なお、2013年5月21日(US 時間)以降に新しく Autodesk ID を作成された方は、新しい HTML5 ベースのページを表示するようになっていますのでご注意ください。操作性のフィードバックも調査する必要があるので、AutoCAD 360 Web には、しばらく、Beta の冠をつけて提供されます。
AutoCAD 360 Web には、従来のhttp://www.autocadws.com の他に、http://www.autocad360.com からもアクセスすることができます。
AutoCAD 360 Mobile
AutoCAD WS は、定期的に新機能は既存機能の改良を施してきました。今回のアップデートでも、いくつかの改良が施されています。代表的な改良に、モバイル ユーザにとってうれしい存在となりそうな「スマートペン」の機能があります。スマートペンは、指でなぞったタッチパネル上のジェスチャの軌跡を、AutoCAD の図形に自動変換する機能を提供します。ジェスチャの最中には、既存の図形にオブジェクト スナップを利用できるので、モバイルの活躍の場である施工などの現場で、簡単に精緻な作図をおこなうことができます。
この他にも、いままで Web 版の AutoCAD WS からしか設定できなかった外部ストレージ接続が、Mobile 版の AutoCAD 360 からおこなえるようになったり、AutoCAD 2014 で指定した地理的位置情報 を持つ図面を使って、モバイルの GPS 機能を使った現在地の反映などもサポートされるようになっています。
AutoCAD 360 Mobile Pro
今回の最も大きなニュースが、この AutoCAD 360 Pro です。先に触れたとおり、今後とも AutoCAD 360 は無償で提供されることが決まっています。ただ、AutoCAD WS の時代から、多くのお客様から沢山のご要望をいただていたのも事実です。
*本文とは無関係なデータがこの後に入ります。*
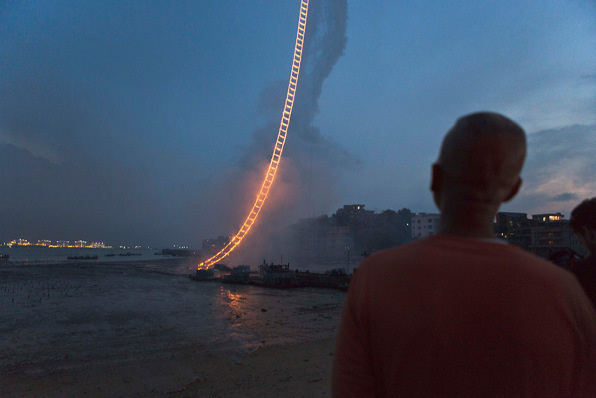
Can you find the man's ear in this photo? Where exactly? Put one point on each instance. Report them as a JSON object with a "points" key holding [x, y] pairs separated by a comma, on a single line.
{"points": [[436, 181], [436, 184], [514, 190]]}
そこで、今回、この CAD サービス始まって依頼、はじめて有償化サービスに踏み切りました。それが AutoCAD 360 Pro です。
本来であれば、今回の Pro エディションには AutoCAD 360 Web も含まれるはずでしたが、AutoCAD WS Web からの移行期間も踏まえて、AutoCAD 360 Mobile のみで Pro エディションを提供することになっています。
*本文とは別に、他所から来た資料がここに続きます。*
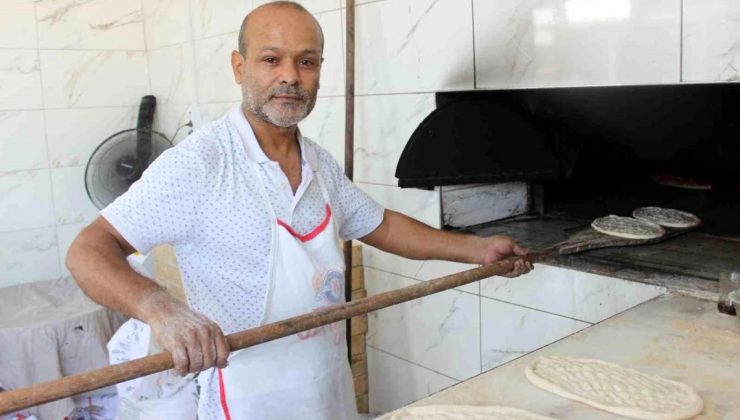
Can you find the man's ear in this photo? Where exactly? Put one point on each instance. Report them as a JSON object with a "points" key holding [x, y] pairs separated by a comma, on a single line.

さて、気になる AutoCAD 360 Mobile Pro の機能ですが、無償の AutoCAD 360 Mobile の機能に加えて、次のような機能を利用することができます。
AutoCAD 360 Pro は、契約プランによって Pro と Pro Plus に分けられています。両者の機能面は同じですが、一部、利用可能なストレージ領域と扱える 1 図面ファイルの大きさが異なります。これは、デスクトップ製品の Subscription 加入の有無とは関係ありません。純粋に AutoCAD 360 だけの契約でストレージ領域と扱える図面サイズが変わってきます。簡単な機能と価格の表がありますので、こちらをご覧ください。
AutoCAD 360 Pro は、Apple iOS 用と Google Android 用の2種類用意されます。それぞれ、Android アプリが こちら、iOS (iPhone、iOS) アプリが こちら からダウンロードすることができます。購入時に Pro または Pro Plus として購入することも出来るほか、無償版の AutoCAD 360 Mobile の中から、Pro にアップグレードすることも出来るようになっています。
AutoCAD 360 Pro は世界共通で一斉に提供が開始されますので、ここではUSドルの表記ですが、日本語表示のストアでは、円に換算されて表示されるはずです。Apple や Google が採用している換算レートは異なるので、今日現在(2013年5月22日)、Apple 側では Pro が月額450円、年額4,300円、Pro Plusが8,500円で、Google 側では Proが月額500円、年額5,000円、Pro Plusが10,000円になっています。Pro 契約はアカウント毎に管理されますので、iOS デバイスと Android デバイスの両方をお持ちの方は、どちらかで契約をして AutoCAD 360 Pro にアップグレードすると、両方で Pro 機能を利用することが出来るようになります。
最後に、AutoCAD 360 は、AutoCAD や AutoCAD LT の代替にはなり得ません。AutoCAD 360 Mobile Pro はモバイルの機動性を活かした機能に特化しています。あくまで、デスクトップ製品と一緒に利用するコラボレーション ツールであることをお忘れなく。